The Segment Anything Model (SAM) is a foundation model for image segmentation developed by Meta AI, trained on the SA-1B dataset with over 1 billion masks across 11 million images. Released in April 2023, SAM introduced promptable segmentation: given an image and a prompt (a point click, bounding box, text description, or rough mask), it produces a high-quality segmentation mask in real time without any task-specific training.
The architecture has three parts. A heavyweight image encoder (ViT-based) processes the image once and produces feature embeddings. A lightweight prompt encoder converts the user's click, box, or text into a prompt embedding. A fast mask decoder (transformer-based, runs in about 50ms) combines both to predict the final mask. This design means the expensive image encoding runs once, and users can query multiple objects interactively with near-instant response.

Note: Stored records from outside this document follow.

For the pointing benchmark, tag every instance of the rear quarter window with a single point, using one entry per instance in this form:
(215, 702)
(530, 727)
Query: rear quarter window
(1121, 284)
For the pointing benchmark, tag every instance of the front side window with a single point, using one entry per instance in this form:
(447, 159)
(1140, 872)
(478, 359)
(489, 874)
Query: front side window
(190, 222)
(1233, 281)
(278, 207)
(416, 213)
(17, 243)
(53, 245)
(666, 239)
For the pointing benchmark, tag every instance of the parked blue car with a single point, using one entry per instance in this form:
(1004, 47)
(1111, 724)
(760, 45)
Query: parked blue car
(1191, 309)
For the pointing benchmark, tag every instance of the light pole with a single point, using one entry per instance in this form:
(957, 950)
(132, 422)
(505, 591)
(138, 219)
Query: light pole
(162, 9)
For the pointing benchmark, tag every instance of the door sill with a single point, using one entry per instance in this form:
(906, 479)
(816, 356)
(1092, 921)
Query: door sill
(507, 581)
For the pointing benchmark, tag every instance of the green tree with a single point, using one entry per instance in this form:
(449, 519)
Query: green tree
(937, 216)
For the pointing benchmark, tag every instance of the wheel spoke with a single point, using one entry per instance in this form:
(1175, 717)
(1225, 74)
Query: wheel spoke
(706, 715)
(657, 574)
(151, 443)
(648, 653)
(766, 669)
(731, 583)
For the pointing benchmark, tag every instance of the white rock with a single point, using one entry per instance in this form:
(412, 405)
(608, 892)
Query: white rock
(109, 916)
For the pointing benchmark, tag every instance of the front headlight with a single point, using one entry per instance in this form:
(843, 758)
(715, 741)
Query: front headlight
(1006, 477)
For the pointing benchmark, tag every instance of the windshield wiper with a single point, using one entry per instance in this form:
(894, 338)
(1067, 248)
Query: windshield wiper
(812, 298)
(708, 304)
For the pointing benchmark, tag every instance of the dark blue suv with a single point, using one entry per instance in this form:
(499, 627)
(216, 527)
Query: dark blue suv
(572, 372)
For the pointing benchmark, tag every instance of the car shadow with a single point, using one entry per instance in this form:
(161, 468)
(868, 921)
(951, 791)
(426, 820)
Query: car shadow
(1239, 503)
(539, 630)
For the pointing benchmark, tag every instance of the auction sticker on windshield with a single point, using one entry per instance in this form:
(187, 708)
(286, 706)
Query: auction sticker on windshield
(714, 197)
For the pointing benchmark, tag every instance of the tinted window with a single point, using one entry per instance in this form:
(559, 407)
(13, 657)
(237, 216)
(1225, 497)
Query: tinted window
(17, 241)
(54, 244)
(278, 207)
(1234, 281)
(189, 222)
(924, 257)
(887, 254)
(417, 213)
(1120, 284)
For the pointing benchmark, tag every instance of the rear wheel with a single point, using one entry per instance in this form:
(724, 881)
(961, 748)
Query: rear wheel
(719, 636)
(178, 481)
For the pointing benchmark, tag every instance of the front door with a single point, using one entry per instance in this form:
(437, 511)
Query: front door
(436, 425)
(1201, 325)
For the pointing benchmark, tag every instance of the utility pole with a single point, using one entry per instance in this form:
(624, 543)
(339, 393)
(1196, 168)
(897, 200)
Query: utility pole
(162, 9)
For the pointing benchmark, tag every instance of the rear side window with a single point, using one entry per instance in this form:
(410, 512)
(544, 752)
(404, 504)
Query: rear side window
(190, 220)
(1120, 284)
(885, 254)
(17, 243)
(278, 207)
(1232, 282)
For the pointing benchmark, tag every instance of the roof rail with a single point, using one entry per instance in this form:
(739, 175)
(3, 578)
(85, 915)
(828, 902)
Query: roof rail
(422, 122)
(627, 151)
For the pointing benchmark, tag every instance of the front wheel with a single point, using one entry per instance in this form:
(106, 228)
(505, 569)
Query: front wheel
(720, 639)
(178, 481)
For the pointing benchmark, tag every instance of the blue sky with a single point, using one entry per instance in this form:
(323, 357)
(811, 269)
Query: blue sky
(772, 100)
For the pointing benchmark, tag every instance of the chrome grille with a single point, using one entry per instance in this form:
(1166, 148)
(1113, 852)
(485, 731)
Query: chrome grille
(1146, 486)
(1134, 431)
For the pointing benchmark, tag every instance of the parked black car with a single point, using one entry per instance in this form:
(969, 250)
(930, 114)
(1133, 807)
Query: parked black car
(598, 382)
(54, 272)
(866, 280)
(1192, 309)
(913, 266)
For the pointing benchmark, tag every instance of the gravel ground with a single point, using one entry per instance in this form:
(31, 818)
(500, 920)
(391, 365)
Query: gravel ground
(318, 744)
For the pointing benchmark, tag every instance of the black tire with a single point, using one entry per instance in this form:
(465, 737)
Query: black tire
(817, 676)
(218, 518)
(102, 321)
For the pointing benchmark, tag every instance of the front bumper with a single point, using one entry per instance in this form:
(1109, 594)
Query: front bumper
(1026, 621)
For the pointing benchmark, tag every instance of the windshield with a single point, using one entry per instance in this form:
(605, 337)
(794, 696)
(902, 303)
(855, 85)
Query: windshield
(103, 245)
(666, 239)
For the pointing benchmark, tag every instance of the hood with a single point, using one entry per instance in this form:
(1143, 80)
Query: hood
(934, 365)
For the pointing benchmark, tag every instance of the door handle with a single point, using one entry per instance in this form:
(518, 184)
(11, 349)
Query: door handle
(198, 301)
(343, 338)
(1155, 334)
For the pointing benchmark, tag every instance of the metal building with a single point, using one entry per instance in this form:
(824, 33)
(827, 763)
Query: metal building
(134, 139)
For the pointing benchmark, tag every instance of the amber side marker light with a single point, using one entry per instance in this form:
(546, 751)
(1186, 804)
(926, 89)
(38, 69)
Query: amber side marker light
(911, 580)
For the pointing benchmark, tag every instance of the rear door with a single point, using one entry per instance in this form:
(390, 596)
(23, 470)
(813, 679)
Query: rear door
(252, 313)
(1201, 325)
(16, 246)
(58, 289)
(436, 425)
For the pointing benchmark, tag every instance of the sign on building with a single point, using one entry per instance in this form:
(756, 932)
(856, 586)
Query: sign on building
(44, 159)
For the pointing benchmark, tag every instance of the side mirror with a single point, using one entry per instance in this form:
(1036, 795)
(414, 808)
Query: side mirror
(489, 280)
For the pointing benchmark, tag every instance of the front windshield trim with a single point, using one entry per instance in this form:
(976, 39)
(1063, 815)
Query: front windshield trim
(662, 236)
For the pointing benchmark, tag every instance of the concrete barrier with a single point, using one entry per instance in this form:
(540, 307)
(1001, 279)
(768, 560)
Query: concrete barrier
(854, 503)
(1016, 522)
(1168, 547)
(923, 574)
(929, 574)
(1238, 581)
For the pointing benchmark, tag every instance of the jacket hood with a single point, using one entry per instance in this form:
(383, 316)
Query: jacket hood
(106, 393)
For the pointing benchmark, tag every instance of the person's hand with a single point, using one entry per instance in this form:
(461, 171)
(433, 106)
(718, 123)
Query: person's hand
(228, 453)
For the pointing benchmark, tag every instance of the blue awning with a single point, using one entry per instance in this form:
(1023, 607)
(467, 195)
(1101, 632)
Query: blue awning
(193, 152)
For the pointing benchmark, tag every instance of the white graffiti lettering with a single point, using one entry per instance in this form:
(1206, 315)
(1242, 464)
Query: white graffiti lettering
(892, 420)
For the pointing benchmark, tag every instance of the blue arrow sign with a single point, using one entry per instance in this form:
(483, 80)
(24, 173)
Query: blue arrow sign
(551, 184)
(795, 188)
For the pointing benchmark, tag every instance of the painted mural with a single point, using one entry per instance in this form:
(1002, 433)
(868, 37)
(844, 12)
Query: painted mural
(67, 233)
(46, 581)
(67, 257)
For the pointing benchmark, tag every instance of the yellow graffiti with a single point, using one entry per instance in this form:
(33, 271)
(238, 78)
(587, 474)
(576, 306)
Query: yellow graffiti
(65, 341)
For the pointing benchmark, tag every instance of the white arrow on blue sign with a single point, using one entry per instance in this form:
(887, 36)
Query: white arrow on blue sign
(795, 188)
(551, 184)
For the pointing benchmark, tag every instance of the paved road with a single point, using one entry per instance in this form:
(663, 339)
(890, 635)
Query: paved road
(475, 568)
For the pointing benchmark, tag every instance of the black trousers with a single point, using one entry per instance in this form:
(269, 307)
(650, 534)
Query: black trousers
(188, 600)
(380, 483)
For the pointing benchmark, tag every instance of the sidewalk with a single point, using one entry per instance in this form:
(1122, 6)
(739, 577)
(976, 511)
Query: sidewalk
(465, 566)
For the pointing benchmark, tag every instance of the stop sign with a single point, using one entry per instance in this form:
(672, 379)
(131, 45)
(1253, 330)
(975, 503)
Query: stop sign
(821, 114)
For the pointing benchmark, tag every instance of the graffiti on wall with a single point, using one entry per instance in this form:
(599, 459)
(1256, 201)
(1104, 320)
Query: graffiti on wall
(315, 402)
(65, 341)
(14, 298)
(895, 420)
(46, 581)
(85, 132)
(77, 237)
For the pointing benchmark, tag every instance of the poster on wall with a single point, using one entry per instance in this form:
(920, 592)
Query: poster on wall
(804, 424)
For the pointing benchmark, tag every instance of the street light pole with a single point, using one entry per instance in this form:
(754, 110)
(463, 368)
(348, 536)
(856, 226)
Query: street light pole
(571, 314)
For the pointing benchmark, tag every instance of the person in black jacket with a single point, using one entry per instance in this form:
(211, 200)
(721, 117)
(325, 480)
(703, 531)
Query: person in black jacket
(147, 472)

SAM 2 (2024) extended the model to video, adding memory-based temporal propagation so you can click on an object in one frame and track its mask across the entire video. SAM2Long improved long-video performance through memory tree search. SAM 3 (2025) advanced boundary quality and multi-granularity outputs. SAM's impact has been substantial: it enables zero-shot segmentation across domains (medical, satellite, industrial) and powers interactive annotation tools, including Datature Nexus's smart segmentation feature for one-click mask generation.